Thanks, as always Allan! My brick has enticed some Jade!

Chen Zhonghua July 14, 2013 at 1:32 pm

Another way of looking at this is that there is no twisting. Twisting is just another word for saying a lever. When you apply a lever, the pivoting point is being twisted. If you overlook the pivoting point (the function of course is still there, just don’t analyze the pivoting point), you only see the action of the lever. If you only apply the lever action but don’t look at it as a lever, you look at the pivoting point, you will see the twisting action.
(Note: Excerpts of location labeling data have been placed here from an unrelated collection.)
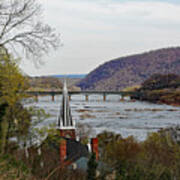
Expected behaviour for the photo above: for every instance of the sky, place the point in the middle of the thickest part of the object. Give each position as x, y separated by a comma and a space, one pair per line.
96, 31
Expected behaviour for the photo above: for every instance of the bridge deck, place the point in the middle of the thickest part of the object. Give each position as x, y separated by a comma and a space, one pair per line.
80, 92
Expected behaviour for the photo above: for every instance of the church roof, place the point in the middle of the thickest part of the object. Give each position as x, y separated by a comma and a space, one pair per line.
65, 120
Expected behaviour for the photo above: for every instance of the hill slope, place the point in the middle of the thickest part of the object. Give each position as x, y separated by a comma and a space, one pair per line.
132, 70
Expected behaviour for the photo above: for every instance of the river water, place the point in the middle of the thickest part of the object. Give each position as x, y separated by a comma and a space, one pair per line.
127, 118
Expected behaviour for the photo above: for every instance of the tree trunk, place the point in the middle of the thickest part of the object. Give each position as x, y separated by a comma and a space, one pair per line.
4, 133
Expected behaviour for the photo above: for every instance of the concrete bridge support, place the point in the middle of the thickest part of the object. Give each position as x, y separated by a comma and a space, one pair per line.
53, 97
36, 98
87, 97
104, 97
69, 97
122, 98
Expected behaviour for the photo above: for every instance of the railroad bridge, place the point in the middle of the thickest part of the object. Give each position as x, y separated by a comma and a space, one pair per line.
104, 94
bruce.schaub July 15, 2013 at 12:02 pm

Master Chen, sorry for being slow to respond, I appreciate you taking the time to answer my questions and elaborate on your meaning and what we are trying to accomplish. I had to take some time to think about it and rewatch the video a couple of more times. There is a lot conveyed in this short video, and the subsequent comments, but I think I am getting a better understanding. Thanks for being patient.
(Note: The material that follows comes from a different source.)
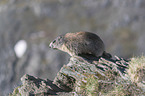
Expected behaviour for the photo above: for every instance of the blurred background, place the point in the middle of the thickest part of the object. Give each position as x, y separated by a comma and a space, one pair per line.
28, 26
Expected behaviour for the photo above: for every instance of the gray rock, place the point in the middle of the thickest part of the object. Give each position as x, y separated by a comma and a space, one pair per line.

Much of our effort in Yilu is devoted to simply making a good machine, or tool, with which we can produce torque. Not overdoing or underdoing our movements is what gradually makes our body stronger, and as we become more proficient with the Yilu we mustn’t overlook some of the less obvious or seemingly less important little subtle movements like “filler steps” and set ups to produce power, which in the end are highly relavent to being tightly “fitted” enough (like a tool) to produce power.

We are not “torquing” ourselves, but the power produced by correct actions produces torque. Allan put it very nicely, perhaps because he is a mechanical engineer, and some of his terminology is above my pay grade. 🙂 The rifle is a good and simple analogy, in addition to the points that were made, it serves another concept that power is efficiently manifested as the result of being restricted. When the bullet explodes inside the chamber, it’s energy is only allowed to go in one direction, through a very narrowly defined line, in the barrel. Bottom line is, follow the rules, adhere to the restrictions, more yilus……

I wish I was compensated accordingly for my terminology :p

bruce.schaub July 17, 2013 at 10:39 am

Haha! You definitely should get paid extra for “instantiated”…. had to look that one up.

Jeffrey Chua July 15, 2013 at 11:39 pm

Hi Allan, thanks for your explanation.
I think I’m getting confused by the semantics 🙂

Would it be correct to say that the way a golfer (or tennis player) generates torque by creating a larger turn angle with his shoulders versus his hips, is very different from how we generate torque in Taiji, as Bruce put it, since we are not “torquing” ourselves? Therefore this is not the right way to do the Yilus?

Hi Jeffrey,
All three are different mechanically speaking and use different terminology, so no point in comparing semantics. What they do share is a point of focus which requires a set of specific actions to optimally transmit power.